Blogs
spread
gossip
and rumor
But how about a
Rare, geeky form of poetry?
THAT'S exactly what happened after Gregory K. Pincus, a screenwriter and aspiring children's book author in Los Angeles, wrote a post on his GottaBook blog (
http://gottabook.blogspot.com/2006/04/fib.html ) two weeks ago inviting readers to write "Fibs," six-line poems that used a mathematical progression known as the Fibonacci sequence to dictate the number of syllables in each line.
Within a few days, Mr. Pincus, 41, had received about 30 responses, a large portion of them Fibonacci poems. Most of them were from friends or relatives or people who regularly read his blog, which focuses on children's literature....
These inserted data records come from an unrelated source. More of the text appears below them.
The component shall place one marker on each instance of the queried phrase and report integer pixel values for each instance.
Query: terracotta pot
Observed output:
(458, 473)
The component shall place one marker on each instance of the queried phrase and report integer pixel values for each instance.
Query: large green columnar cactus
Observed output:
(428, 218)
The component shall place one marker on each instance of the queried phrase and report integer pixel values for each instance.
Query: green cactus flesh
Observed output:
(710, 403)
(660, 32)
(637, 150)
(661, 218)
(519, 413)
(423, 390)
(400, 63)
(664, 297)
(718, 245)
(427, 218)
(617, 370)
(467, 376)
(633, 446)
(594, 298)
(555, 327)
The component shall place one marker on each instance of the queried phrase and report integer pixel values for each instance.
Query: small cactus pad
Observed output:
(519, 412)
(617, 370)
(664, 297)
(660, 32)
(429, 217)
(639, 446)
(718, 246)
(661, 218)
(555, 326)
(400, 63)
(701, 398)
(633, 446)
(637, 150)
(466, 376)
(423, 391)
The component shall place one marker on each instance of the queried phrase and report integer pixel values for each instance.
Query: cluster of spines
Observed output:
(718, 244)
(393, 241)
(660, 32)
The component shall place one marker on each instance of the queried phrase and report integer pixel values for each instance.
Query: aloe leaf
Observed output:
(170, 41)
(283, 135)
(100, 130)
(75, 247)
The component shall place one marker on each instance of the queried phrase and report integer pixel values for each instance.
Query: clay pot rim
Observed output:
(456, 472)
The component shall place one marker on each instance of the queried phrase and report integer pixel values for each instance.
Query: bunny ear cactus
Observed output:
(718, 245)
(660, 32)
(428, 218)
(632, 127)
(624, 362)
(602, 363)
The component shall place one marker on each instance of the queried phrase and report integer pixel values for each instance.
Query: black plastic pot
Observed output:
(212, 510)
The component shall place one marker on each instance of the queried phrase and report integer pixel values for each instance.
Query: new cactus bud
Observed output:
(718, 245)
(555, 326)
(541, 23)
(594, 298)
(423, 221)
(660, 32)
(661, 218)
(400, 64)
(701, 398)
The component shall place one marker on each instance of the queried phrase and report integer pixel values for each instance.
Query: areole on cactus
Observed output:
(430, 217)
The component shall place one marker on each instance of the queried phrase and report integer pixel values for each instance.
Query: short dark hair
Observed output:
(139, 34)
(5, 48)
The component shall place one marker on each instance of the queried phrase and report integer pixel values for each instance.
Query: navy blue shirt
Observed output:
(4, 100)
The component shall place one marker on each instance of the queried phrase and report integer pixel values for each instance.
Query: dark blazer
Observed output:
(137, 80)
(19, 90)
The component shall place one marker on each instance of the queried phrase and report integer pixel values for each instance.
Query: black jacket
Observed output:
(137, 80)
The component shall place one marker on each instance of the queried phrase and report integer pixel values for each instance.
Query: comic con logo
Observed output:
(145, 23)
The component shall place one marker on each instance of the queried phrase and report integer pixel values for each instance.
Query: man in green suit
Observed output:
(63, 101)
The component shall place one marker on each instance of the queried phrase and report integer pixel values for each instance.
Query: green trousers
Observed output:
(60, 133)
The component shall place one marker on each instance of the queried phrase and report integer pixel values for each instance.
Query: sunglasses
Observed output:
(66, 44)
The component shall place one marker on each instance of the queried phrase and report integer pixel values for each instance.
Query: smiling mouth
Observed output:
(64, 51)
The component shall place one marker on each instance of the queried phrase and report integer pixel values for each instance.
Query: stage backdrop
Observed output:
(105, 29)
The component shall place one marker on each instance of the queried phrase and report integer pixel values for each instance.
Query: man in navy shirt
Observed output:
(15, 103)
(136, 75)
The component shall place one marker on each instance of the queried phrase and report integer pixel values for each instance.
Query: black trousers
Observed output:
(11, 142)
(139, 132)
For many people, writing one of the poems is a little like solving a puzzle. Suresh Venkatasubramanian, a 32-year-old computer science researcher at AT&T Labs-Research in Florham Park, N.J., said he was attracted to the Fibonacci poetry because it reminded him of "what a computer scientist would call the 'resource constraints.' " On his blog, Geomblog, Mr. Venkatasubramanian added two more lines to Mr. Pincus's original prescription, while still keeping to the Fibonacci sequence:
I
like
to blog.
Frequently.
Theory matters.
Computer science (theory)
is my home and geometric algorithms are
sublime. Let P be a set of points in general position in the plane. Amen.